Adviezen
RvA no. RA/28-21-LB
Uitgebracht op : 19/10/2021
Publicatie datum: 25/01/2022
Ontwerplandsbesluit, houdende algemene maatregelen, strekkende tot wijziging van het Landsbesluit aanwijzing vertrouwensfuncties en veiligheidsonderzoeken (Landsbesluit aanwijzing vertrouwensfuncties bij de Centrale Bank van Curaçao en Sint Maarten) (zaaknummer 2021/26386)

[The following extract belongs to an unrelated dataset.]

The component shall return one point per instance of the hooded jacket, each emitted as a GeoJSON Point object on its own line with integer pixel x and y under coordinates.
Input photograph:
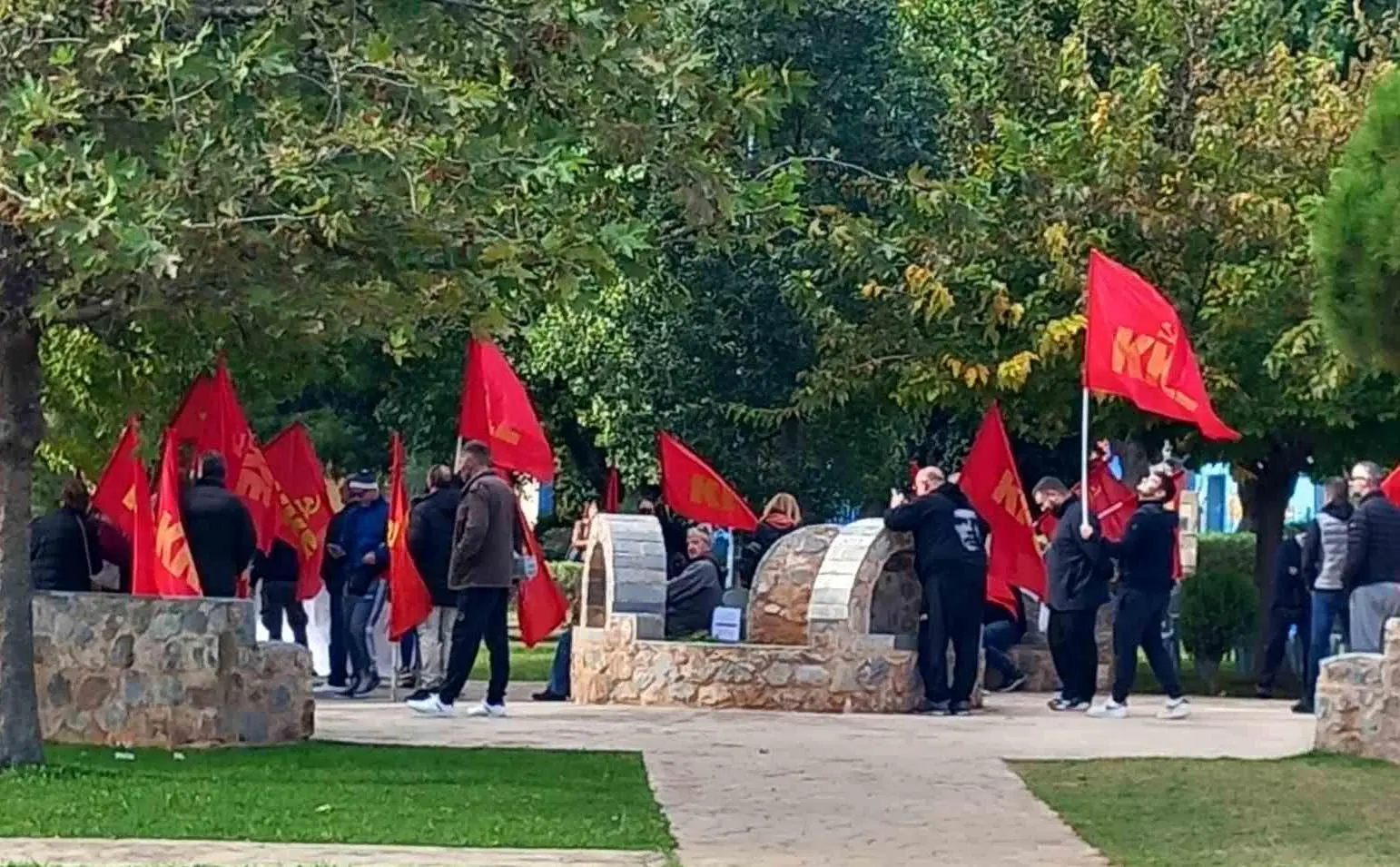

Advies: Met verwijzing naar uw adviesverzoek d.d. 24 september 2021 om het oordeel van de Raad van Advies inzake bovengenoemd onderwerp en naar aanleiding van de behandeling hiervan op 18 oktober 2021, bericht de Raad u als volgt.
I. Algemeen
- De voorbereiding van de aanwijzing van vertrouwensfuncties
Op grond van artikel 15 van de Landsverordening Veiligheidsdienst Curaçao (hierna: de landsverordening) worden de vertrouwensfuncties bij landsbesluit, houdende algemene maatregelen, aangewezen. Het onderhavige ontwerplandsbesluit, houdende algemene maatregelen, strekkende tot wijziging van het Landsbesluit aanwijzing vertrouwensfuncties en veiligheidsonderzoeken (hierna: het ontwerp) heeft tot doel het lidmaatschap van de Raad van Commissarissen van de Centrale Bank van Curaçao en Sint Maarten (hierna: de Bank) tot vertrouwensfunctie aan te wijzen door genoemde functie op te nemen in de bijlage bij het Landsbesluit aanwijzing vertrouwensfuncties en veiligheidsonderzoeken (hierna: het landsbesluit). Het gaat volgens artikel I van het ontwerp om alleen de door Curaçao aangewezen leden.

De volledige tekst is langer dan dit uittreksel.